Wednesday, August 09, 2006

John Cheever on Anton Chekhov

John Cheever on Anton Chekhov:

Readers, upon first being introduced to Chekhov, often say: But nothing happens in the story, nothing real happens and it’s all terribly sad. We mean, of course, that nothing happens in our limited Western sense: that no one is murdered, that the plans for the nuclear submarine have not been stolen, that war has not been declared.

But one does not ask of a short story does something happen? One asks is it interesting? Chekhov is always interesting and one can’t do better.

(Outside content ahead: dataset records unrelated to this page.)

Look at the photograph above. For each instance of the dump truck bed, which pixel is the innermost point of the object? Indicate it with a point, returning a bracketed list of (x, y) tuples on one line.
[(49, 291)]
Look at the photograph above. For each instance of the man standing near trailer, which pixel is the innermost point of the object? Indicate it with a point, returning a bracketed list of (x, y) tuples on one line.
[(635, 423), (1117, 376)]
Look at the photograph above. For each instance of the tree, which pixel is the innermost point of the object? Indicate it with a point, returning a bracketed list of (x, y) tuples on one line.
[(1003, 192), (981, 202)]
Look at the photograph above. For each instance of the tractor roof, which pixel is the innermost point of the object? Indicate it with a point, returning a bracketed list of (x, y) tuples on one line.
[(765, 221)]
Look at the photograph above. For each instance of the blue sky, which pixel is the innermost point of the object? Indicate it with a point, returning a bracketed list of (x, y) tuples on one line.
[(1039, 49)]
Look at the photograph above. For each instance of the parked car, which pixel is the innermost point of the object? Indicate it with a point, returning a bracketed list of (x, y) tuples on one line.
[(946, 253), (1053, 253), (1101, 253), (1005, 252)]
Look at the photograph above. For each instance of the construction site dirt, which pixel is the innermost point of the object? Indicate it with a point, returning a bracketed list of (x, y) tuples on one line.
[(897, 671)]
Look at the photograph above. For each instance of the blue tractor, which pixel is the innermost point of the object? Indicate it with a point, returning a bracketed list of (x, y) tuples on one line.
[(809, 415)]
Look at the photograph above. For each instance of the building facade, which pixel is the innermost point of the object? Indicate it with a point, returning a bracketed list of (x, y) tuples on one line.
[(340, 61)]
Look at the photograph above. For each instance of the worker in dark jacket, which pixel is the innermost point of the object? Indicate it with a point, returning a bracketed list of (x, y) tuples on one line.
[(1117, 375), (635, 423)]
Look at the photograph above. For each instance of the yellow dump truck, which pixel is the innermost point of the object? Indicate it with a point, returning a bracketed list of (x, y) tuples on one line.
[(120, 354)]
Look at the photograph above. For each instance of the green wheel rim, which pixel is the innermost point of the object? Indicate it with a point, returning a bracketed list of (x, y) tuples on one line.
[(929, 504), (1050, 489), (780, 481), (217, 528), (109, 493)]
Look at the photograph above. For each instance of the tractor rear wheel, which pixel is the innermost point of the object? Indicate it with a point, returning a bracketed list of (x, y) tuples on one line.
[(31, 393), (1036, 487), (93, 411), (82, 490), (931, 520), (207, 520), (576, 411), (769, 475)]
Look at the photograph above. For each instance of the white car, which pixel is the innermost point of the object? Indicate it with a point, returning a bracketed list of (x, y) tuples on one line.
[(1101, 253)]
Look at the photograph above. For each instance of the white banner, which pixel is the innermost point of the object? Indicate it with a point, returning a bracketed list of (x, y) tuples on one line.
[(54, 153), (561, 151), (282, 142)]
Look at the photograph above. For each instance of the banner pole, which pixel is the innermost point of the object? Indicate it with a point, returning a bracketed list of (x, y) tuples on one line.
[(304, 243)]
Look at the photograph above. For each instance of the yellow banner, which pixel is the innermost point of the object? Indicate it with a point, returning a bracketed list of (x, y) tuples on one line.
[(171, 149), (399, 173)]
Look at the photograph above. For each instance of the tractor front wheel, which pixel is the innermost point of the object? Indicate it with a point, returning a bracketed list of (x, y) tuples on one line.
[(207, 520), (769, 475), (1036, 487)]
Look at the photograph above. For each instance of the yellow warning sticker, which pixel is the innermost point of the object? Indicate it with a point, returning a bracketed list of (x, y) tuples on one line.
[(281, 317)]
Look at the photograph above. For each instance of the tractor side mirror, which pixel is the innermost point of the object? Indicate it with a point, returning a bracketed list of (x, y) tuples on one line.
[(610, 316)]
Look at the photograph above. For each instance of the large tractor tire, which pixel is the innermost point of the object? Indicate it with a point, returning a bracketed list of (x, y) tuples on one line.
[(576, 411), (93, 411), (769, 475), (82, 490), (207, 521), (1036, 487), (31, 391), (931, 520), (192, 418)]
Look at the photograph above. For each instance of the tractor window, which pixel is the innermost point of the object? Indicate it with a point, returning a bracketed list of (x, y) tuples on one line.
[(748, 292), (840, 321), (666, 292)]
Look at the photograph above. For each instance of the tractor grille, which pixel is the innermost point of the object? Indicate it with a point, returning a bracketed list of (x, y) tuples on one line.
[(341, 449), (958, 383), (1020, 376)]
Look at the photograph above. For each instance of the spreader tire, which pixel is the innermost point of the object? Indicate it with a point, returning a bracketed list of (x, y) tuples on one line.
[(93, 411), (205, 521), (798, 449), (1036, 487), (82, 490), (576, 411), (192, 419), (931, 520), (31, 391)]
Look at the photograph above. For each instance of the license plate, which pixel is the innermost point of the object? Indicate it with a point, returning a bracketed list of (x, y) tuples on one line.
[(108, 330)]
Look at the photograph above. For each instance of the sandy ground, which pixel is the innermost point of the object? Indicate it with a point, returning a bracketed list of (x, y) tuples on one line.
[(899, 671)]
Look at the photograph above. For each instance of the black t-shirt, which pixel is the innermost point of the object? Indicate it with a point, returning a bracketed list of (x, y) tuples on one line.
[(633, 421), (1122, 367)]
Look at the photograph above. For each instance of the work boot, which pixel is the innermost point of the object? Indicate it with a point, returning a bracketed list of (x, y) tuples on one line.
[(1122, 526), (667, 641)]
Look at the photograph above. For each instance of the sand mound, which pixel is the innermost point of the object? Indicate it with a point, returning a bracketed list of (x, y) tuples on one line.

From John Cheever, “The Melancholy of Distance” in James McConkey, ed., Chekhov and Our Age: Responses to Chekhov by American Writers and Scholars (1984).

3 comments:

Michael said...

An awful lot of boring stories have happened as a result of thinking like that being absorbed by people who didn't happen to be Anton Chekhov.

Kate S. said...

Michael,

Sadly true. Cheever has something to say about that as well. He contrasts what he terms Chekhov's "mastered irresolution" with the assumption "that the charming melody of irresolution was an end in itself, that no intelligence, no discipline and no depth of feeling was needed," and blames the latter for "set[ting] loose into the literary situation a host of writers whose misunderstanding of Chekhov's greatness was absolute." He follows up this observation with a very funny parody of just the sort of boring story that you describe. The whole essay is well worth reading.

The bit that I posted serves as illumination for those beginning to read Chekhov, not as advice for beginning writers!

Razovsky said...

I had drinks with Ben Cheever and he bummed cigarettes off me!